Open In Colab

6. Data fusion: Sentinel-2, VIIRS-DNB, GHSL

Note that until this point we have been looking at the entire country of Nepal, but for simplicity sake and due to computational constraints with the Google Earth Engine platform (and local internet speeds), from this point on we will focus our analysis on the Province of Bagmati, which contains the capital city Kathmandu.

Now that we are familiar with the underlying data, we will integrate the the feature sourcs (Sentinel-2 and VIIRS-DNB) as well as add the GHSL data as layers.

Let’s again orient ourselves to the underlying data layers, including the masks we had created earlier.

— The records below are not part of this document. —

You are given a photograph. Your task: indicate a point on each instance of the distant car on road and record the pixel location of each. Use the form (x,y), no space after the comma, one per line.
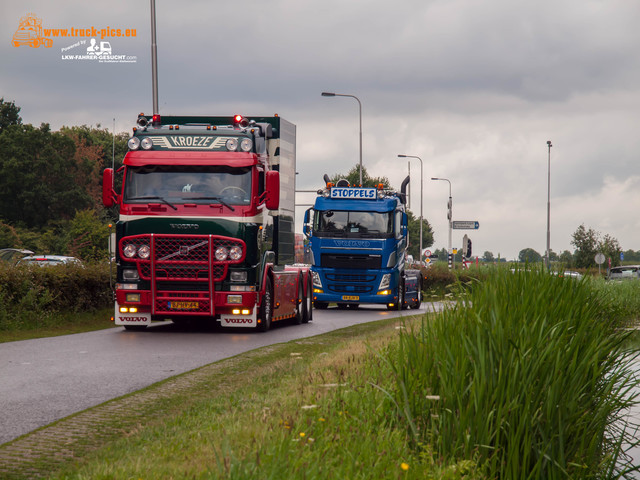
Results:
(624,272)
(13,255)
(48,260)
(413,290)
(570,274)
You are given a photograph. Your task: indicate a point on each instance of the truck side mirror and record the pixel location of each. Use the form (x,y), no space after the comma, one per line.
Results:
(108,195)
(306,227)
(272,188)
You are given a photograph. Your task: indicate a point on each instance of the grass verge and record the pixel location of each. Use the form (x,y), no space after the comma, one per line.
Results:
(56,324)
(303,409)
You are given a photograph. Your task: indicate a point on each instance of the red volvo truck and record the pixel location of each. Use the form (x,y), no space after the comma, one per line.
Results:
(206,223)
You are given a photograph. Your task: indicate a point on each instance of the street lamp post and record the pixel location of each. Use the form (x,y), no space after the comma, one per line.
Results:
(421,202)
(331,94)
(449,212)
(549,205)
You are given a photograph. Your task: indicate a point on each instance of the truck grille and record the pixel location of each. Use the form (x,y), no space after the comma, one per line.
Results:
(350,278)
(350,288)
(351,261)
(182,270)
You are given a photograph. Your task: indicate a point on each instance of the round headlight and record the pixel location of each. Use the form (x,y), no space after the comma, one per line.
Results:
(235,253)
(146,143)
(221,254)
(130,250)
(246,144)
(144,252)
(232,144)
(133,143)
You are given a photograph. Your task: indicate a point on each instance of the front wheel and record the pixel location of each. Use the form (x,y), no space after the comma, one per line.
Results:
(300,304)
(401,305)
(266,307)
(308,301)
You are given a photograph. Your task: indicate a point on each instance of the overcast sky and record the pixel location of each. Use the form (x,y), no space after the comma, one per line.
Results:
(474,88)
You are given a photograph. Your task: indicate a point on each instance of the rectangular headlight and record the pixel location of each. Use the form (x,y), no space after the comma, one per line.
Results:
(238,276)
(234,298)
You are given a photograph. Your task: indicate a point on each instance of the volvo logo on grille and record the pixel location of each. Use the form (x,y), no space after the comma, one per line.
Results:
(185,226)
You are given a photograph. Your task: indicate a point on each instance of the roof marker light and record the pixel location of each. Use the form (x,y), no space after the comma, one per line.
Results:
(240,121)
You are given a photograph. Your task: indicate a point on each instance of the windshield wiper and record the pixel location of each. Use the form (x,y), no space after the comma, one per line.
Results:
(163,200)
(222,202)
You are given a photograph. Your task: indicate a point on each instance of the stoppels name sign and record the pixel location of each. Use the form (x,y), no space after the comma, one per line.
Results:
(353,193)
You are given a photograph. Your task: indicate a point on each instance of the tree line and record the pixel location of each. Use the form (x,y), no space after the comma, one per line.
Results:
(51,186)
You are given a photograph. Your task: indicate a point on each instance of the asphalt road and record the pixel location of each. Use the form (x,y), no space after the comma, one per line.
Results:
(44,380)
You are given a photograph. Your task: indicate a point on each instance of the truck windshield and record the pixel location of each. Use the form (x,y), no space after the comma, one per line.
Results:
(335,223)
(188,184)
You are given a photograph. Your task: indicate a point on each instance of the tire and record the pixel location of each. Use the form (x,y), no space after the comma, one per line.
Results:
(308,301)
(266,307)
(300,304)
(418,302)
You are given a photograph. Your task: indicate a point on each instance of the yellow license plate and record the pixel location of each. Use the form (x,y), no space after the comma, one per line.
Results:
(184,305)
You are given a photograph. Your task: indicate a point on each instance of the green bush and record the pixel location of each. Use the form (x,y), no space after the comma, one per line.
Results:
(31,295)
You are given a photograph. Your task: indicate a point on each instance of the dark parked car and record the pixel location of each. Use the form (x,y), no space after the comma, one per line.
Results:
(13,255)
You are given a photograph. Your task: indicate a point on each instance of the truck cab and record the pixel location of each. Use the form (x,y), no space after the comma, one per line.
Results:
(358,239)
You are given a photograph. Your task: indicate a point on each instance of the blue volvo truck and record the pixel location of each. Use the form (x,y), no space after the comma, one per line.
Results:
(359,239)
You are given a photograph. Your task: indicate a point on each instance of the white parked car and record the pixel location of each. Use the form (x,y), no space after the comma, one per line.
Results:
(624,272)
(48,260)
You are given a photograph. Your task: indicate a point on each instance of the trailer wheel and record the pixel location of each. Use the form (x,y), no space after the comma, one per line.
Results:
(135,328)
(266,307)
(308,301)
(320,305)
(300,303)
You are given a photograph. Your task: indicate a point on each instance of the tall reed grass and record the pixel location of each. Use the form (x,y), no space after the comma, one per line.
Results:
(527,374)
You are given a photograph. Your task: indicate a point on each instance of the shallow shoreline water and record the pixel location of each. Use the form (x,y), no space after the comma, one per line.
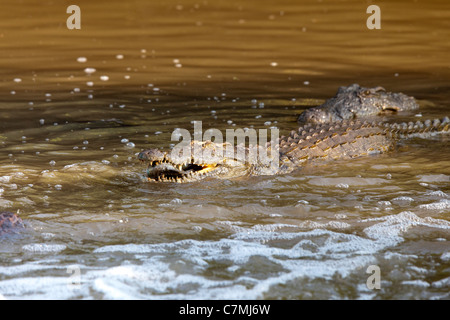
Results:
(70,131)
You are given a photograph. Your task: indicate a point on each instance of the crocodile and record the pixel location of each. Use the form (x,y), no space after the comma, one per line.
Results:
(338,133)
(9,222)
(355,101)
(345,139)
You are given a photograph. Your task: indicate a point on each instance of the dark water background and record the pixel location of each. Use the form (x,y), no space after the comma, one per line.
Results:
(69,138)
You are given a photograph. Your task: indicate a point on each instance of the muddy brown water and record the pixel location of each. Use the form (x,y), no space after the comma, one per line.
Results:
(69,138)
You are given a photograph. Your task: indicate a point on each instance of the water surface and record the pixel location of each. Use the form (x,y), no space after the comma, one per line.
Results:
(76,106)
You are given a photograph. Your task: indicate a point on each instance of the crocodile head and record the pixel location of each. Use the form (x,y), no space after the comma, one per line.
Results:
(196,161)
(356,102)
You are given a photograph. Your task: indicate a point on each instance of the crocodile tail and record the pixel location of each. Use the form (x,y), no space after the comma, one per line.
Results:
(419,129)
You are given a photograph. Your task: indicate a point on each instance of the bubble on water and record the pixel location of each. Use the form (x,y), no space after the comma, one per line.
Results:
(90,70)
(43,247)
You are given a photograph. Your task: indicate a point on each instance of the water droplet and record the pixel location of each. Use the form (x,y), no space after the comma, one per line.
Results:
(89,70)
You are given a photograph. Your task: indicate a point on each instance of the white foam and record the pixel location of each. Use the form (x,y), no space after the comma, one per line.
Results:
(185,269)
(441,205)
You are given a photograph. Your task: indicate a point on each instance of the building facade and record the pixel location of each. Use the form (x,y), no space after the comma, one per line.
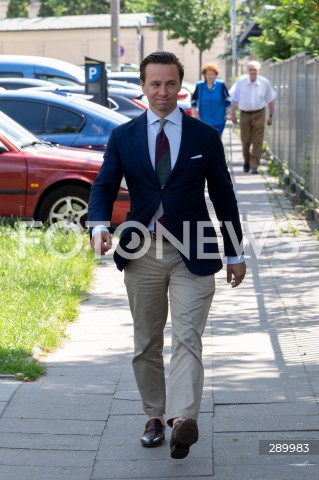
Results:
(72,38)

# reminder that if you are installing libraries in a Google Colab instance you will be prompted to restart your kernal

try:
    import geemap, ee
except ModuleNotFoundError:
    if 'google.colab' in str(get_ipython()):
        print("package not found, installing w/ pip in Google Colab...")
        !pip install geemap
    else:
        print("package not found, installing w/ conda...")
        !conda install mamba -c conda-forge -y
        !mamba install geemap -c conda-forge -y
    import geemap, ee
try:
        ee.Initialize()
except Exception as e:
        ee.Authenticate()
        ee.Initialize()

# our Region Of Interest is the Province of Bagmati
roi = ee.FeatureCollection("FAO/GAUL/2015/level2").filter(ee.Filter.eq('ADM2_NAME','Bagmati')).geometry()

def se2mask(image):
    quality_band = image.select('QA60')
    cloudmask = 1 << 10
    cirrusmask = 1 << 11
    mask = quality_band.bitwiseAnd(cloudmask).eq(0) and (quality_band.bitwiseAnd(cirrusmask).eq(0))
    return image.updateMask(mask).divide(10000)
    
se2 = ee.ImageCollection('COPERNICUS/S2').filterDate(
    "2019-01-01","2019-12-31").filterBounds(roi).filter(
    ee.Filter.lt("CLOUDY_PIXEL_PERCENTAGE",20)).map(se2mask).median().clip(roi)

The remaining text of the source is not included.